On March 22, Team USA brought home the championship when it blanked Team Puerto Rico. McCutchen even had an RBI single. But the WBC isn’t loved by everyone. Fans and the teams themselves worry about the possibility of player injuries. In fact, the 2013 WBC is often credited for leading to serious midseason injuries to then-Pirates Jason Grilli and Wandy Rodriquez.

In January, Pirates pitching coach Ray Searage told MLB Radio that he’s “not one of the guys that is in favor of the WBC, and the reason being — I’ve seen it over the years before — guys cutting short their rest periods for the winter and their workout routines and speeding it up.” Searage said he would advise his pitchers against playing in the tournament because, while it’s “good for baseball,” it’s not necessarily good for the players. As he told the network: “Instead of April, where you’re firing off, now you’re firing off in March, which is a couple of weeks before you should be.”

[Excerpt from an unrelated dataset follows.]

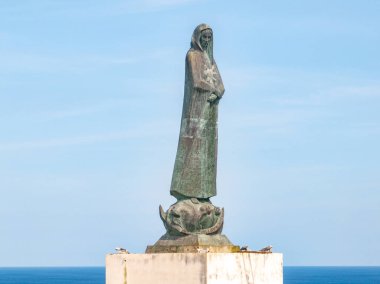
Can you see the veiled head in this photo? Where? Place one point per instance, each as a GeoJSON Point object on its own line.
{"type": "Point", "coordinates": [202, 39]}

Injuries are a risk. The New York Yankees have lost shortstop Didi Gregorius until at least May with a shoulder injury. But the WBC is the ultimate sports example of risk versus reward. Injuries can happen anytime, anywhere. Remember when former Milwaukee Brewers catcher Jonathan Lucroy suffered a broken hand when his wife accidentally dropped a suitcase on it? And former Pirate and current Atlanta Brave Sean Rodriquez is out for likely the whole season after a February car crash in which his SUV was hit by a man driving a stolen police car. 

But if you listen to guys like Polanco and Marte, the experience of the WBC in spring is far more beneficial than regular spring training. Initially, Polanco wasn’t likely to see much playing time. But he ended the tournament as the Dominican Republic’s best offensive player, hitting .842. These players are entering the season not with a dozen spring-training games under their belts, but with experience hitting off top pitchers throwing their best stuff in highly competitive games. It’s tough to see that as a disadvantage.

“I learned a lot seeing how [veteran teammates] prepare. I really learned a lot from that,” Polanco said. “And all of those games are just like World Series games. Each game was important. I really feel like I’m ready for the season.”

Marte also performed well in the classic, getting key hits in big games, and although he suffered a minor ankle injury it didn’t seem to impede his game. In his first game back with the Pirates, Marte hit a grand slam and had five RBI. 

There’ll be a lot of pressure on Marte this year as he replaces McCutchen in center field. And while the Pirates outfield will have the same personnel, it will have a different feel, as McCutchen moves to right and Polanco shifts to left. The three haven’t had a lot of time to play together because of the WBC. But that doesn’t concern Marte.

“I believe we have great chemistry already, I don’t think there’s anything to be concerned about,” Marte said through an interpreter. “I’m excited and I believe it’s going to be a really good season for all of us.”